Contemplating Science
(spoken by Nimue, scribed by James)
The science I learned at school gave me the impression that the world makes a lot of sense. I had an understanding of a mathematically elegant universe that could be understood if you could get to grips with it. It seemed that everything could be made sense of. This was wrong, and has a lot of implications.
The sense of order in school age science gives the impression of coherence and structure. This makes it easy for some people to believe there must be intelligent design. The mathematically coherent world can seem like an argument for God. Unfortunately, when you dig into it, anything that looks tidy is only tidy because humans have made it so. If there’s a neat line dividing one thing from another, it’s because someone decided to draw it there. The further you get into actual science, the less tidy it looks, and the more things we cannot properly explain.

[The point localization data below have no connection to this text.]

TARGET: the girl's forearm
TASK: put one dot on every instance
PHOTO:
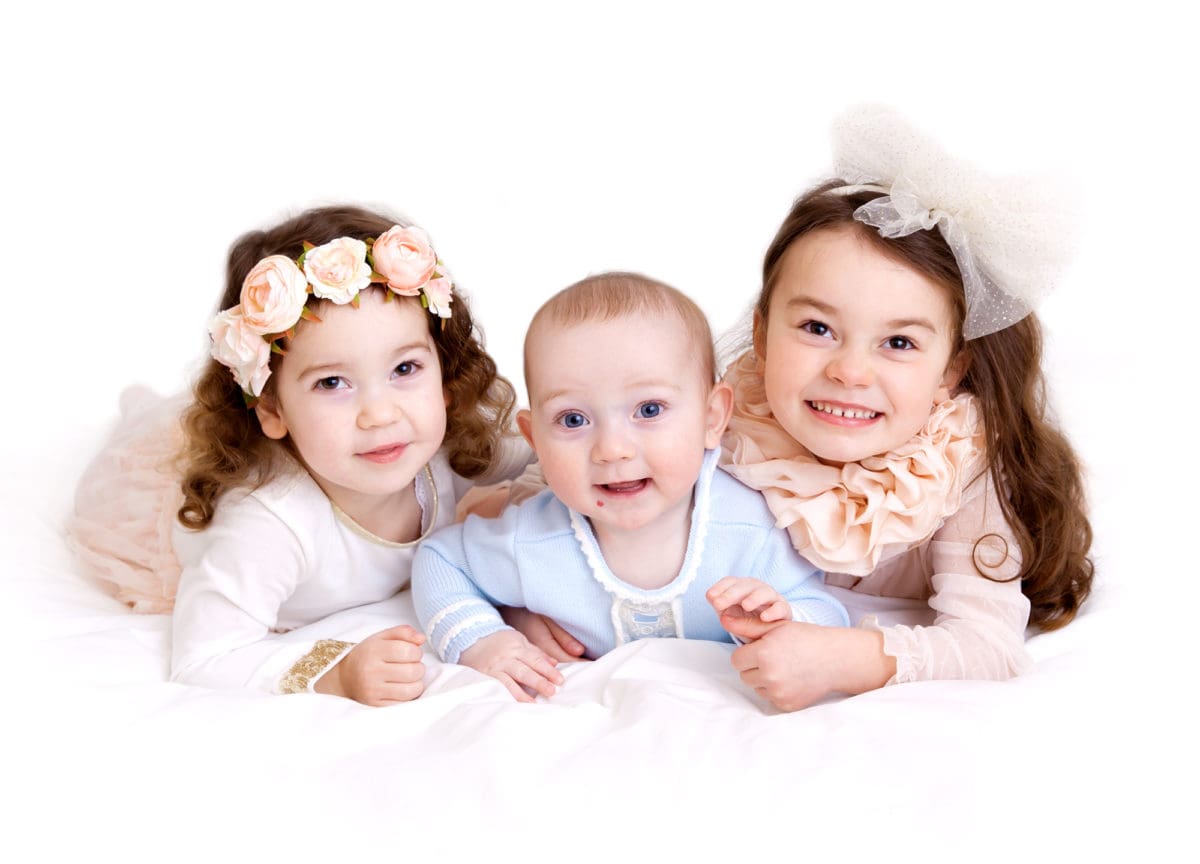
(864, 666)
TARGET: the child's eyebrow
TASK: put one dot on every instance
(642, 384)
(900, 323)
(335, 365)
(819, 305)
(827, 309)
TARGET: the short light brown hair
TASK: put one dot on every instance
(618, 294)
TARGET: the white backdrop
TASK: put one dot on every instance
(539, 144)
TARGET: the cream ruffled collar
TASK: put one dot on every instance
(846, 519)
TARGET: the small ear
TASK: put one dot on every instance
(720, 407)
(270, 418)
(525, 423)
(954, 371)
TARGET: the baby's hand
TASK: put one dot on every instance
(509, 658)
(384, 669)
(544, 633)
(737, 598)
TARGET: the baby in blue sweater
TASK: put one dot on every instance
(639, 534)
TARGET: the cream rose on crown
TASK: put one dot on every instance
(438, 293)
(274, 294)
(276, 289)
(241, 349)
(405, 258)
(339, 270)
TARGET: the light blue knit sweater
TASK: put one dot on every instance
(544, 557)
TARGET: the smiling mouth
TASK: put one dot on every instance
(385, 454)
(627, 487)
(843, 411)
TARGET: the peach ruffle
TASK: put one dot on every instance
(847, 519)
(126, 502)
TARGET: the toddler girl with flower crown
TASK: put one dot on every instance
(347, 406)
(892, 409)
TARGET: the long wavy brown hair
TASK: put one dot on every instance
(225, 445)
(1029, 457)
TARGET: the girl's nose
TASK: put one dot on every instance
(851, 367)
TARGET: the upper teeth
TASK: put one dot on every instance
(855, 413)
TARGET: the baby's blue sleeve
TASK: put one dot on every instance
(460, 576)
(799, 582)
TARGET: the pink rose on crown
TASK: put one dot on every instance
(438, 292)
(241, 349)
(339, 270)
(273, 295)
(405, 257)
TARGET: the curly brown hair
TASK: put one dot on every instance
(225, 445)
(1027, 455)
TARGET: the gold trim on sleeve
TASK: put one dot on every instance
(312, 665)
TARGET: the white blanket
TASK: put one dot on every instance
(657, 748)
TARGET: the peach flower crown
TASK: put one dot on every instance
(275, 293)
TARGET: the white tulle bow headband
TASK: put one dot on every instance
(1011, 237)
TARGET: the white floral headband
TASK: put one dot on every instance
(1011, 237)
(276, 289)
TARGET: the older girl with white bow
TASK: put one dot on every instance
(892, 409)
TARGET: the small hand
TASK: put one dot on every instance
(544, 633)
(796, 664)
(384, 669)
(521, 667)
(747, 604)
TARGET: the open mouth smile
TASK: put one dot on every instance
(389, 453)
(835, 412)
(627, 487)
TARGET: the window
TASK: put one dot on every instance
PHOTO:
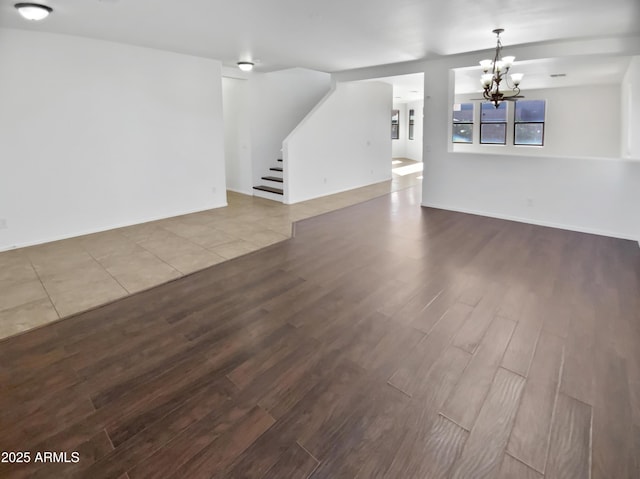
(529, 123)
(395, 124)
(493, 124)
(462, 131)
(411, 112)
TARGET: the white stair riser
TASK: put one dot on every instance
(271, 183)
(268, 195)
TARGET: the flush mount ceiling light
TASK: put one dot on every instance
(33, 11)
(495, 72)
(245, 66)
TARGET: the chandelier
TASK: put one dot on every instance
(497, 83)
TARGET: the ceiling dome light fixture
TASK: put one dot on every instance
(495, 72)
(33, 11)
(245, 66)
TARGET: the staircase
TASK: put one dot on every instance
(272, 184)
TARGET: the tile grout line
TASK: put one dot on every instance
(45, 289)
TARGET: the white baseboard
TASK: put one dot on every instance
(549, 224)
(102, 229)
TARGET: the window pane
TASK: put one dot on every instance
(493, 133)
(462, 133)
(530, 110)
(463, 113)
(529, 134)
(492, 114)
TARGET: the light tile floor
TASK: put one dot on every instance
(46, 282)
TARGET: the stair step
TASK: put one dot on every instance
(277, 191)
(273, 178)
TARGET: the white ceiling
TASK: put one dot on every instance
(330, 35)
(537, 73)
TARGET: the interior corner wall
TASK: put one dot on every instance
(584, 194)
(399, 146)
(414, 147)
(630, 111)
(96, 135)
(344, 143)
(237, 135)
(573, 126)
(278, 102)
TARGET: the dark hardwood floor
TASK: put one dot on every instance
(384, 340)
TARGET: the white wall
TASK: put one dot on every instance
(279, 101)
(95, 135)
(399, 146)
(579, 193)
(343, 143)
(630, 111)
(237, 135)
(575, 125)
(586, 194)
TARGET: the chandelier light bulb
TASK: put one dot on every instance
(516, 78)
(508, 61)
(33, 11)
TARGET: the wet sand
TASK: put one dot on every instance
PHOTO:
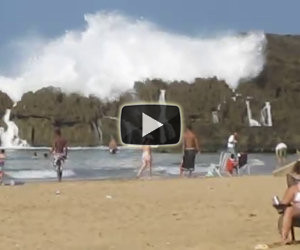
(197, 213)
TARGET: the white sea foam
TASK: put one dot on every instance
(38, 174)
(113, 51)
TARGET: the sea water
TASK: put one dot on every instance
(98, 163)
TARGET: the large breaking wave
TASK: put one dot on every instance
(113, 51)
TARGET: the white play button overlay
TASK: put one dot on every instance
(149, 124)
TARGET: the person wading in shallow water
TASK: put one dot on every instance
(190, 148)
(59, 150)
(113, 147)
(2, 161)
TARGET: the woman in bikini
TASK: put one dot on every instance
(292, 199)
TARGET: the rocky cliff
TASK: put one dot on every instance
(209, 105)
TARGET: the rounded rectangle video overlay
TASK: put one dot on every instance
(150, 124)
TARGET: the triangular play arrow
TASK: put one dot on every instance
(149, 124)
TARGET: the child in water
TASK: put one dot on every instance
(231, 164)
(2, 160)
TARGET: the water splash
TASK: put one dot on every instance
(266, 115)
(113, 51)
(10, 136)
(252, 122)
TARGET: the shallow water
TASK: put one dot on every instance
(98, 163)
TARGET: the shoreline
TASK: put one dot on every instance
(175, 214)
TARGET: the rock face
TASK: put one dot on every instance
(278, 83)
(80, 118)
(209, 105)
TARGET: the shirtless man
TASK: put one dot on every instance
(191, 148)
(146, 159)
(59, 146)
(112, 145)
(2, 160)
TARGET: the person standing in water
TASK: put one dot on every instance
(190, 148)
(2, 161)
(113, 147)
(231, 144)
(146, 158)
(59, 146)
(281, 152)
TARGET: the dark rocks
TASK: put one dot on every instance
(90, 121)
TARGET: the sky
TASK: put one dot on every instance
(33, 32)
(50, 18)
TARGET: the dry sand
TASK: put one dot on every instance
(197, 213)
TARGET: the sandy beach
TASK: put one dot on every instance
(196, 213)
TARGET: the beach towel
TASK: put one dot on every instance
(189, 159)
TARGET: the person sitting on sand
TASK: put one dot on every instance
(190, 148)
(146, 158)
(231, 164)
(2, 161)
(291, 198)
(113, 147)
(281, 150)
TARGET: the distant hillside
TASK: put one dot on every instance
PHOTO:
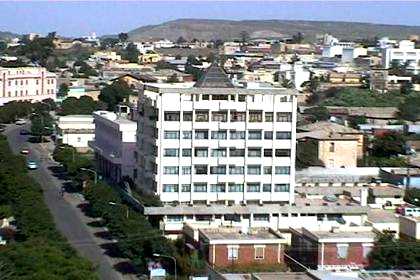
(228, 29)
(7, 35)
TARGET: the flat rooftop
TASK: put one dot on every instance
(252, 234)
(303, 205)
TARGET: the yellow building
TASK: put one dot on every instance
(334, 150)
(149, 57)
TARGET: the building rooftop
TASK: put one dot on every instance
(328, 127)
(236, 235)
(303, 205)
(381, 216)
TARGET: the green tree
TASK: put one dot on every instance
(319, 113)
(389, 253)
(63, 90)
(389, 144)
(409, 109)
(115, 93)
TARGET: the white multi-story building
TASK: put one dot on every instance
(217, 143)
(405, 53)
(26, 83)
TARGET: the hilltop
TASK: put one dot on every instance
(206, 29)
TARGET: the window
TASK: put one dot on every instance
(269, 116)
(342, 250)
(201, 152)
(185, 188)
(233, 252)
(236, 170)
(219, 135)
(254, 134)
(200, 187)
(171, 152)
(221, 152)
(236, 187)
(169, 134)
(284, 117)
(254, 152)
(201, 134)
(219, 170)
(170, 170)
(200, 169)
(268, 135)
(367, 248)
(237, 116)
(255, 116)
(201, 116)
(280, 170)
(186, 170)
(266, 187)
(253, 187)
(282, 153)
(235, 135)
(254, 169)
(268, 152)
(233, 152)
(219, 116)
(187, 116)
(281, 187)
(172, 116)
(186, 134)
(268, 170)
(218, 188)
(283, 135)
(170, 188)
(259, 252)
(186, 152)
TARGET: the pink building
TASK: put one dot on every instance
(26, 84)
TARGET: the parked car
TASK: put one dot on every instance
(24, 132)
(20, 122)
(32, 165)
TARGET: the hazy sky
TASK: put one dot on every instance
(109, 17)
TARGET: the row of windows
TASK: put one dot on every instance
(223, 116)
(202, 169)
(222, 152)
(26, 82)
(231, 187)
(201, 134)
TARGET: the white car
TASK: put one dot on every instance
(32, 165)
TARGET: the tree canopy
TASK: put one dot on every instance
(115, 93)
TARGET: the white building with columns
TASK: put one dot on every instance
(26, 84)
(216, 143)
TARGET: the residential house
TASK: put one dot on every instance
(225, 247)
(344, 248)
(76, 131)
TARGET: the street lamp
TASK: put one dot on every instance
(93, 171)
(118, 204)
(169, 257)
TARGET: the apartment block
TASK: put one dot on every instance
(26, 84)
(217, 143)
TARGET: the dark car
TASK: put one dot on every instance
(24, 132)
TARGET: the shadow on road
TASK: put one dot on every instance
(126, 268)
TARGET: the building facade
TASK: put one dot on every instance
(114, 145)
(217, 143)
(26, 84)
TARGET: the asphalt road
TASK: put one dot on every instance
(66, 218)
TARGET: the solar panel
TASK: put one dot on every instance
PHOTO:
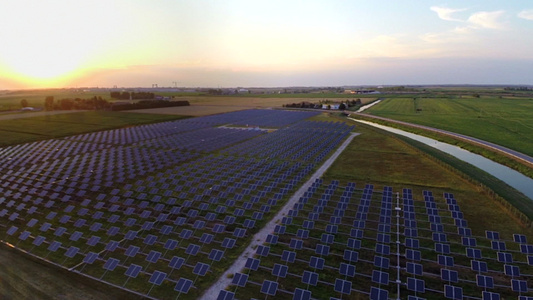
(240, 279)
(216, 255)
(252, 263)
(414, 268)
(416, 285)
(473, 253)
(153, 256)
(111, 264)
(479, 266)
(490, 296)
(288, 256)
(132, 251)
(228, 243)
(347, 270)
(176, 262)
(343, 286)
(225, 295)
(378, 294)
(90, 257)
(316, 263)
(269, 287)
(381, 262)
(453, 292)
(300, 294)
(200, 269)
(446, 261)
(485, 281)
(519, 285)
(157, 277)
(380, 277)
(280, 270)
(133, 270)
(192, 249)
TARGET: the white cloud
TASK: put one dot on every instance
(486, 19)
(446, 13)
(526, 14)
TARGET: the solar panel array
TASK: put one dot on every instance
(340, 242)
(151, 208)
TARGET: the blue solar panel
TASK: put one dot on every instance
(240, 279)
(216, 255)
(310, 278)
(490, 296)
(449, 275)
(492, 235)
(378, 294)
(90, 257)
(453, 292)
(200, 269)
(269, 287)
(111, 264)
(316, 263)
(484, 281)
(183, 285)
(380, 277)
(288, 256)
(479, 266)
(473, 253)
(228, 243)
(153, 256)
(519, 285)
(133, 270)
(416, 285)
(176, 262)
(132, 251)
(192, 249)
(300, 294)
(252, 264)
(414, 268)
(343, 286)
(347, 270)
(280, 270)
(446, 261)
(225, 295)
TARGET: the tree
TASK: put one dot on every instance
(49, 103)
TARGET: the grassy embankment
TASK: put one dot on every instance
(505, 122)
(55, 126)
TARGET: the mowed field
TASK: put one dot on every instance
(506, 122)
(28, 129)
(204, 106)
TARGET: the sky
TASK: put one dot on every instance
(271, 43)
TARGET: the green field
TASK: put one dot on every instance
(45, 127)
(506, 122)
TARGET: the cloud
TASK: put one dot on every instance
(446, 13)
(485, 19)
(526, 14)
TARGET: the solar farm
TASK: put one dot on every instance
(162, 210)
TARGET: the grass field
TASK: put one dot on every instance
(54, 126)
(502, 121)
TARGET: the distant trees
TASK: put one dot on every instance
(132, 95)
(49, 103)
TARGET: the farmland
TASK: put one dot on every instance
(162, 209)
(503, 121)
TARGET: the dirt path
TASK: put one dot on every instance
(260, 238)
(36, 114)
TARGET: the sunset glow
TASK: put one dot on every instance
(63, 43)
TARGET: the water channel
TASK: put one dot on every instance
(513, 178)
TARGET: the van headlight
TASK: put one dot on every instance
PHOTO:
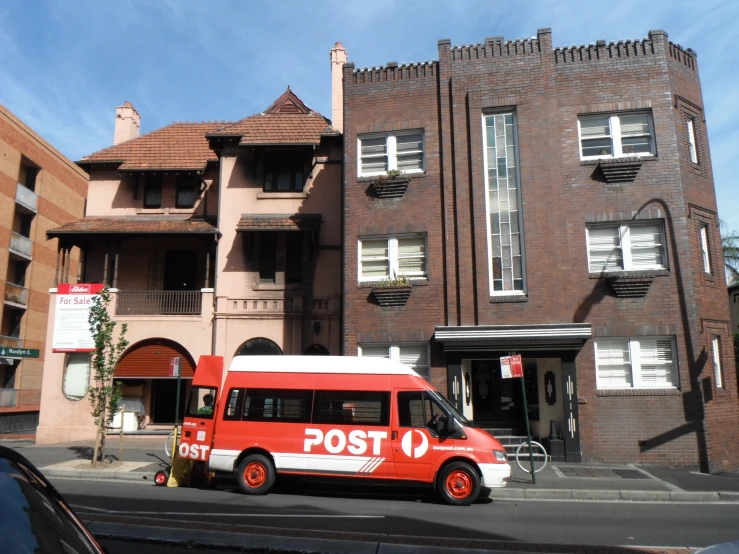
(500, 455)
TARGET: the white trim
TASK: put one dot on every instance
(615, 135)
(347, 365)
(717, 370)
(391, 151)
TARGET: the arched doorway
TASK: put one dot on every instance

To make any kind of sense of the universe, we need to draw those lines, invent classifications, put things in boxes. We tell ourselves the most useful stories we can, but life is always messier than our ways of thinking about it. Gender is a good case in point here. that XX and XY biology most people encounter at school, is by no means the whole story. Biological gender is far more complicated than most people realise, and that lack of knowledge fuels misinformed political decisions.
Science is never separate from politics. It is always informed by culture. The questions we ask, the research that gets funding, the papers that get published, and the results that translate into headline news are not neutral. It isn’t morally neutral, or culturally neutral. The science we learn about at school tends not to include the history of why that research was done, and that can make a big difference. It also means that many people don’t grasp what science in action looks like, and we saw that play out in responses to covid. When you think science will give you certainty, scientific caution can feed conspiracy theories.
There’s always more to learn. I think the main thing is to know that. It’s when we mistake our ignorance for certain knowlege that we tend to get into trouble.